For the first time, district teachers are now beginning to incorporate internet activities with their curriculum. One of the most "exciting aspects is that children are now able to learn about computer technology at a "much earlier age.
" Children at the elementary school level are actually going into the computer lab as part of their classroom studies to learn how to use the keyboard through the Mavis application and are instructed on programs such as Word, Power Point (for presentations, documents and art work) and the Internet. By the time, elementary school students enter middle school, they will know more about computer technology, than many adults, agrees Lagoy.
And there are more exciting advances coming, Wenholz said.
"We are currently working with School Facilities Board to access Application Service Providers (ASP), a contracted access to applications and files from the Internet. It will save the district and state money in accessing these applications," she said.
Under the current system, providers charge each district a license or user fee.
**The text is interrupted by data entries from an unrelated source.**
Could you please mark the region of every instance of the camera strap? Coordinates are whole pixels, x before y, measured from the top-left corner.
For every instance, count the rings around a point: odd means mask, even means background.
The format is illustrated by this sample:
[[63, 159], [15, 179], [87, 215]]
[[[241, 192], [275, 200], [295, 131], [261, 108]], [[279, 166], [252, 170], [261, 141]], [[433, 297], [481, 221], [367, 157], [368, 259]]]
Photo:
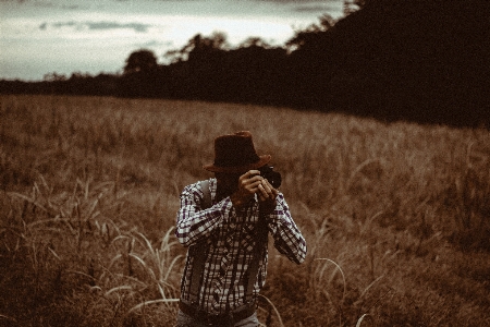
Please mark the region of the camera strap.
[[[209, 181], [201, 181], [200, 189], [203, 191], [203, 199], [200, 208], [203, 210], [210, 208], [212, 206], [211, 199], [211, 190], [209, 189]], [[261, 215], [261, 214], [259, 214]], [[248, 303], [253, 300], [254, 296], [254, 286], [257, 280], [257, 275], [260, 265], [260, 258], [264, 256], [264, 252], [267, 247], [268, 240], [268, 227], [266, 219], [261, 219], [265, 217], [260, 217], [258, 225], [256, 226], [256, 234], [255, 234], [255, 246], [254, 246], [254, 257], [252, 259], [250, 266], [248, 268], [247, 275], [247, 283], [246, 283], [246, 293], [245, 293], [245, 302]], [[199, 289], [203, 282], [203, 272], [206, 263], [206, 250], [205, 241], [199, 242], [188, 249], [188, 256], [193, 257], [193, 271], [191, 275], [191, 287], [189, 287], [189, 300], [191, 303], [197, 305], [199, 298]]]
By going through the state contracted ASP, there will be more than 200 software titles aligned to the Arizona state performance objectives available free to students to use at home and at school, Wenholz said.
This update was mandated by Arizona State School Facilities Board earlier this year and she expects the new mandated programming to begin sometime after Christmas.
The specialty server is designed to provide everything from information lockers to e-mail services, lesson plans, encyclopedias and even tutorials for both students and teachers. Individuals will only need a password to access options from anywhere including safe Internet access, a mandate of the Children's Internet Protection Act passed in December.
Unfortunately, new technology costs money.
Wenholz explained that there is currently no budget for the Technology Department. Whenever they need to purchase something not paid for by grants, Wenholz says she "puts it in a capital plan (we go with bare bones)." It then goes to the school superintendent, who takes the total budget to the board of directors for approval. Just last week they needed to purchase zip drives and discs for the special education teacher's reports.
At a cost of $300 apiece for 14 teachers totaling $4,200, they were only given enough funds to purchase six.
Even with tight budget concerns, Camp Verde appears to be in-line with today's technology movement.
According to the 2,000 U.S. Education Report, 67 percent of the schools nationally now have computer access in one or more classrooms; 53 percent of teachers with school-based e-mail addresses; and 5.8 students on the average for each instructional computer.